Moore tries to shrug off the always-online requirement for SimCity 5 that not only made the game unplayable (because EA didn’t have the foresight to think people might want to play the game after they bought it), but also pissed off a lot of people who felt that it was an invasive form of digital rights management (DRM) that assumes users are trying to play pirated versions of the game.

"‘Many continue to claim the Always-On function in SimCity is a DRM scheme,’ writes Moore. ‘It’s not. People still want to argue about it. We can’t be any clearer – it’s not. Period.’

Actually, you could be clearer. Make it optional and maybe people will believe you.”

On Moore’s claim that people vote for EA simply because they dislike Madden’s latest cover star:

Really? Show us. Because while readers certainly complained about the declining quality of Madden, not a single person griped to us about the player(s) on the box cover.”

On Moore’s claim that homophobic pressure groups lobby against EA because of its pro-gay stances:

If there is such a campaign, the people involved in it have not reached out to us, nor have we seen evidence of this traffic to our pages. While any number of tech and video game sites and forums have been writing about and linking to the WCIA polls, our analytics show absolutely no incoming traffic from anything we’d label as political, let alone conservative.

EA received hundreds of nominations from Consumerist readers this year, by far the most of any contender in the bracket, but not a single one mentioned anything about sexual orientation. Consumerist does not condone homophobia or hate speech of any kind, and our readers understand the Worst Company contest and nominate businesses based on their merits.”

Consumerist finished by launching a scathing counter-attack on EA.

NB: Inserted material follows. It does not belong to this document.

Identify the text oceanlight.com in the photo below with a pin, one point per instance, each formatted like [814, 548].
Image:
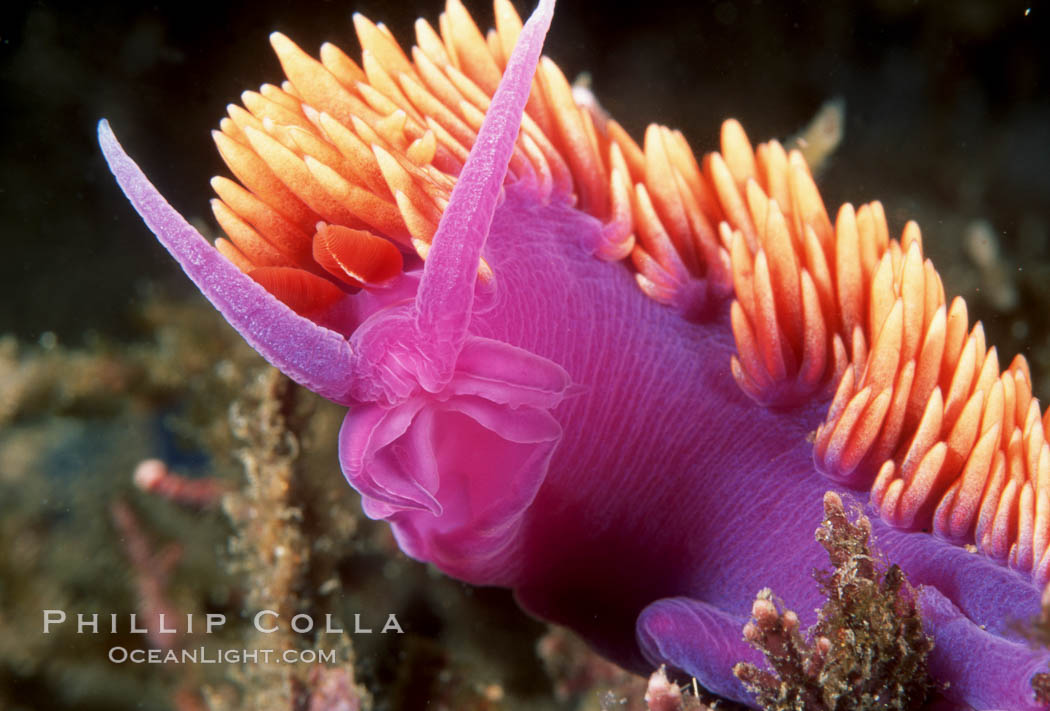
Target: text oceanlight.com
[266, 622]
[202, 655]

In coming out and responding to its previous win — and possible repeat victory — EA had the opportunity to show the gaming community the respect it deserves, but instead has insulted its intelligence by asking it to accept that its quite obvious faults are really just minor problems and that the actual source of trouble are faceless, homophobic hatemongers,” it wrote.

Companies like EA are happy to foster the misinformed perception of your average ‘gamer’ as a whiny, nitpicky loner who will complain about anything, as that image only helps to discredit those who have a valid complaint about a relatively pricey consumer product.”